# Modifying OTT forks to accept TTF bands



## THWACK! (Nov 25, 2010)

This takes an older published mod of mine and updates it.

Situation: I've two Flippinout (now Simple-Shot) Maxim Champs. The forks are close together, and although the forks are grooved to accept OTT bands or tubes, I wanted one of the Champs to be able to use flat bands TTF. The problem is, the way the forks are grooved to accept tubes, neatly tying on TTF bands becomes very problematic.

The photos I hope are hopefully "self-explanatory", but just in case, here's what I did for each fork:

I cut a wooden dowel to fill in the hole for the tube (which I won't be using) and CA ("Superglue") glued it in the hole.

I cut a half-moon shape from a wide tongue-depressor type stick, and glued it into the slots.

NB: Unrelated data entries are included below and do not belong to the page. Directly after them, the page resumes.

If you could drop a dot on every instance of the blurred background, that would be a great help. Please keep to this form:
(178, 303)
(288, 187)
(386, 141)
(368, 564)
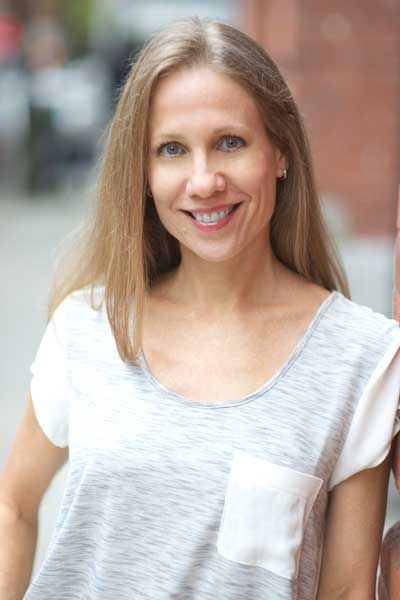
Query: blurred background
(61, 68)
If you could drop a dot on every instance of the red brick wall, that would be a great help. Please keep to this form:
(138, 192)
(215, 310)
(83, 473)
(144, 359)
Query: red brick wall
(342, 62)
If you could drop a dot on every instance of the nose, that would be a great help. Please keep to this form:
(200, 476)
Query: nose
(204, 183)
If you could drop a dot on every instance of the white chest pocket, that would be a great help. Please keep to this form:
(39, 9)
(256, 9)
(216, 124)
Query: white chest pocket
(265, 514)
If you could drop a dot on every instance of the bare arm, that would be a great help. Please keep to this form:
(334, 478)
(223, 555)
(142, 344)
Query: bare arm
(32, 463)
(353, 535)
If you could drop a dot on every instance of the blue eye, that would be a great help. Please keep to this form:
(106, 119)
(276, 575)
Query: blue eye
(234, 139)
(168, 147)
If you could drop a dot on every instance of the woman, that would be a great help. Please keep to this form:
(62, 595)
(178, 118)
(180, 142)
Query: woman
(227, 408)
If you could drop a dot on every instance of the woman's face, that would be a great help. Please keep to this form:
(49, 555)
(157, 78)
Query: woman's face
(208, 149)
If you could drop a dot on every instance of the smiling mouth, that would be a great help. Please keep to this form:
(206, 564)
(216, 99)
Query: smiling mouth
(235, 207)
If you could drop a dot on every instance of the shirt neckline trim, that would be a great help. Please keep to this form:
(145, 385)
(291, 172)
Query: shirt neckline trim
(266, 386)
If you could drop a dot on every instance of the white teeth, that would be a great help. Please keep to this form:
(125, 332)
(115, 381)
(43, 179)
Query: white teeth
(212, 217)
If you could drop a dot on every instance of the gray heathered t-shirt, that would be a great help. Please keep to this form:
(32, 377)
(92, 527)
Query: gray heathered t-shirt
(168, 498)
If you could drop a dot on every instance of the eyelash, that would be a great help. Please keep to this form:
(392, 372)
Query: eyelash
(227, 136)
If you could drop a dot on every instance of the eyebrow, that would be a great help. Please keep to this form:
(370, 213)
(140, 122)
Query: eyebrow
(172, 135)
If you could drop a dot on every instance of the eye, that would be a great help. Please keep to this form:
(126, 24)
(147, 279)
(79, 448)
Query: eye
(165, 149)
(232, 142)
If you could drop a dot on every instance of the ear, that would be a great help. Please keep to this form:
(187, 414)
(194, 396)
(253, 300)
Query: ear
(281, 163)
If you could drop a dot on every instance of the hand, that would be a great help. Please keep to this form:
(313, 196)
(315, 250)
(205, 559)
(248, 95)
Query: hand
(396, 315)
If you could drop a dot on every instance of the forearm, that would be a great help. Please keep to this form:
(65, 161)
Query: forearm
(17, 551)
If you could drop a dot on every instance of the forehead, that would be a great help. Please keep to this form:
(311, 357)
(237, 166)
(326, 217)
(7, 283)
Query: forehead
(201, 95)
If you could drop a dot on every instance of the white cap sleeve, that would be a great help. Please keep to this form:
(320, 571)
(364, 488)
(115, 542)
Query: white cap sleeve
(376, 420)
(49, 381)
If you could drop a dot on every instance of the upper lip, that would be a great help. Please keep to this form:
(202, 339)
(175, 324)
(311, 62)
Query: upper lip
(211, 208)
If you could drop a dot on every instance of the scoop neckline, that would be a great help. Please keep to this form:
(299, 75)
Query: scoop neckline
(267, 385)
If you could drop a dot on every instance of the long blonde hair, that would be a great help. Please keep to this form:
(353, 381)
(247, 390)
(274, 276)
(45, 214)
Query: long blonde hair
(125, 247)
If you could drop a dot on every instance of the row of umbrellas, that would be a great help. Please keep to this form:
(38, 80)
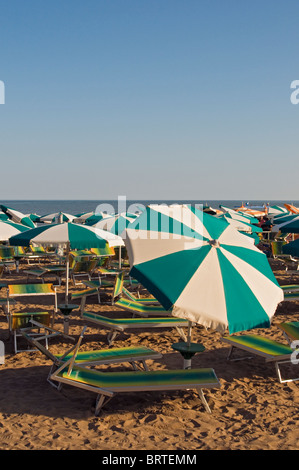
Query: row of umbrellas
(201, 267)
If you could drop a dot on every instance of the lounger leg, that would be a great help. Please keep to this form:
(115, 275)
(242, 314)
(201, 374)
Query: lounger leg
(181, 333)
(203, 400)
(279, 372)
(100, 401)
(111, 337)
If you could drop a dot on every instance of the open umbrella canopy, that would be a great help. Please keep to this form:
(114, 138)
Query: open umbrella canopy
(290, 225)
(117, 223)
(68, 235)
(292, 208)
(55, 218)
(9, 229)
(239, 216)
(202, 269)
(291, 248)
(96, 217)
(241, 225)
(17, 216)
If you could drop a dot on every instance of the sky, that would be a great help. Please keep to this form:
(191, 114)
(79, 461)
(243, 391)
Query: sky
(150, 99)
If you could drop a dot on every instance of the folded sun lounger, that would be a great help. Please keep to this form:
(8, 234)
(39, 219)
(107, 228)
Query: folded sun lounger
(290, 330)
(271, 351)
(117, 325)
(91, 358)
(107, 384)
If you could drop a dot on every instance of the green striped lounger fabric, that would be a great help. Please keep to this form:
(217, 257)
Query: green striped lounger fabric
(122, 323)
(291, 330)
(141, 309)
(112, 355)
(116, 325)
(30, 289)
(271, 350)
(106, 384)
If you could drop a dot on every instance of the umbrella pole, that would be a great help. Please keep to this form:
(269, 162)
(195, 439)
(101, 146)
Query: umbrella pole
(119, 258)
(189, 333)
(67, 274)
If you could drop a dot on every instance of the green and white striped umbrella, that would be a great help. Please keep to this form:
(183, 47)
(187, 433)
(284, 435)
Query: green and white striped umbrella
(289, 225)
(17, 217)
(116, 223)
(9, 229)
(202, 269)
(69, 236)
(55, 218)
(241, 225)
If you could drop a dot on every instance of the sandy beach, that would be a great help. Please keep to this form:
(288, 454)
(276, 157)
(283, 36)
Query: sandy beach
(251, 410)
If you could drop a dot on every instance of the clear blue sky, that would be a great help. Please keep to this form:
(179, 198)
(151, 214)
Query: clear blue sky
(152, 99)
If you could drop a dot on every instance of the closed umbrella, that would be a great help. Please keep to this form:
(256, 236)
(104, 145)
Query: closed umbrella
(9, 229)
(17, 216)
(56, 217)
(69, 236)
(202, 269)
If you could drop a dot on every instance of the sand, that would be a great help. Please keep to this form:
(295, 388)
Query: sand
(250, 411)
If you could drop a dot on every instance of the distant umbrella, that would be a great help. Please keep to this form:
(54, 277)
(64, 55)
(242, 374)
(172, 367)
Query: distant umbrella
(69, 236)
(17, 216)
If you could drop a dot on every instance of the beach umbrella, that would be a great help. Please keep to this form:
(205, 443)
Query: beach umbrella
(56, 217)
(289, 226)
(239, 216)
(17, 216)
(291, 248)
(201, 268)
(96, 217)
(284, 219)
(69, 236)
(117, 223)
(9, 229)
(292, 208)
(277, 211)
(241, 225)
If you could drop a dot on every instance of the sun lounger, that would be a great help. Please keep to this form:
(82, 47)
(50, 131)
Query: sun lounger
(91, 358)
(271, 351)
(107, 384)
(25, 290)
(290, 330)
(137, 307)
(21, 320)
(83, 294)
(45, 272)
(119, 325)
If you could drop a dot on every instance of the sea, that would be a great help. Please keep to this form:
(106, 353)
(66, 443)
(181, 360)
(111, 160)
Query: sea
(76, 207)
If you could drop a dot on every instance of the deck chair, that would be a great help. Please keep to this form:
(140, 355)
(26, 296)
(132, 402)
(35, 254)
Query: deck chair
(107, 384)
(7, 257)
(271, 351)
(290, 331)
(21, 320)
(119, 325)
(83, 268)
(83, 294)
(46, 272)
(135, 356)
(21, 290)
(136, 307)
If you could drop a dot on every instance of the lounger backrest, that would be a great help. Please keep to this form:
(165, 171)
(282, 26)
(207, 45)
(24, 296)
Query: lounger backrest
(23, 319)
(7, 252)
(118, 286)
(30, 289)
(84, 266)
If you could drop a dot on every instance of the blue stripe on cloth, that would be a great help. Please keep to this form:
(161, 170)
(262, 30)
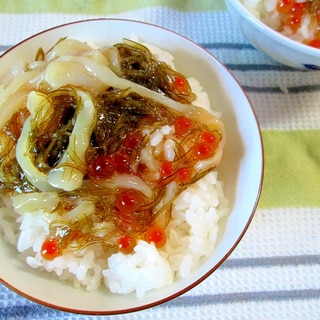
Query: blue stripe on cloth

With the slots and holes filled in, I was able to tie on flat bands in TTF fashion, without crushing the bands out of shape.


----------



## raventree78 (Apr 20, 2016)

That is a really slick idea. I have a 1st gen scout that I cut the tube slots too wide and quite sloppily, do you think CA gluing in some tongue depressors would work to fill the frame or would I be better with something like JB weld? Thanks


----------



## Ibojoe (Mar 13, 2016)

That's a pretty slick mod, it hardly shows after the wrap n tuck. One thing to think about is wether or not the glue will stay stuck to that plastic. I haven't had much luck with it in the past. I never tried ca, but just about everything else.


----------



## Tag (Jun 11, 2014)

Good idea Thwack


----------



## THWACK! (Nov 25, 2010)

The CA glue appears to be doing it's job very well. I recommend that you try that first.

If you want to use JB Weld, you'd want to find out from JB if their plastic weld would adhere wood to a plastic-type substance,

or if they have another suggestion.

Good luck, bro'

THWACK!


----------